This is just how it works. 3D text layers respond to changes in perspective like any other layer and thus sizes can visually vary across different shots. Not sure what else you expect, even more so since AE's tracker can't be calibrated. Even if it did, you'd still have to do the math and calculate a new size for every shot. Things being as they are, you just have to muddle through and gauge everything manually.
I go to my next shot to do the exact same thing, I follow the exact same procedure, but this time the font is a different size, even though the character settings are the same. Even though both fonts are 30px they show as drastically different sizes.
Text in Ae have 3 parameters that control his apparent size on screen (not taking into account effects or text animators): the font size in pixels that is a parameter inside the character panel, Scale, and the Z position when in 3D.
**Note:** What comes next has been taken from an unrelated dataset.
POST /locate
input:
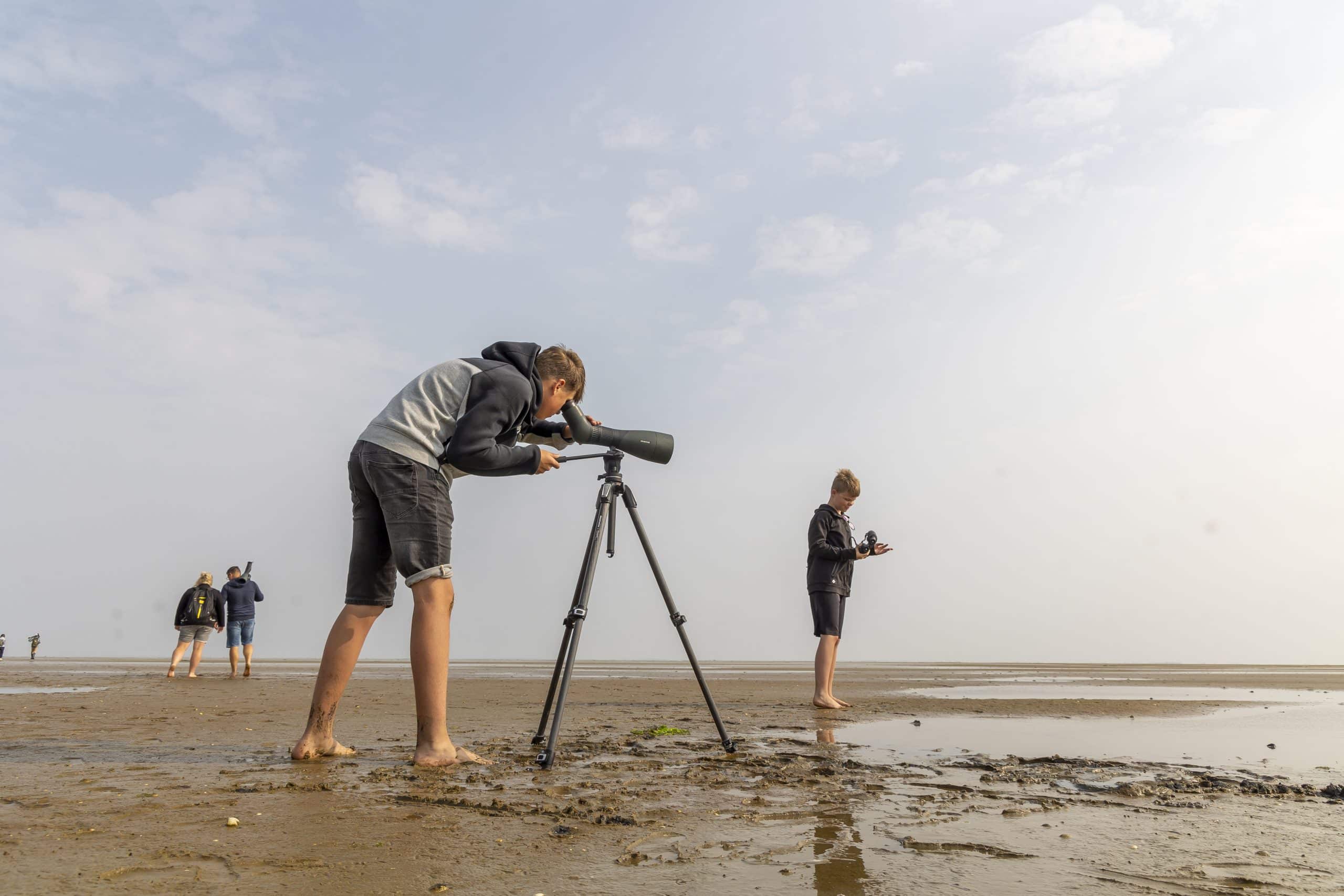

if your Text is 30px you still have 2 variables that can change. when you add your text to a target in the 3D Camera Tracker, Ae does this on his own and creates this Scale/Z position arrangement based on the target size you set in 3D Tracker and the camera information. this makes it pretty unpredictable as to what exactly the size or position in Z space/scale you are going to get eventually = the appearance of your text on screen is different from each shot. every track is different because every tracking point in 3D space is different and every camera move is different - as you can see these are many variables so you can't predict that the text will be the same size.
you can somewhat control the relative size by increasing or decreasing the target size
I'm left to eyeball the right size and stroke for each shot,
probably. there are ways to make it easy on yourself - you can work with snapshots.
Maybe this will help. It's all about the size of the target.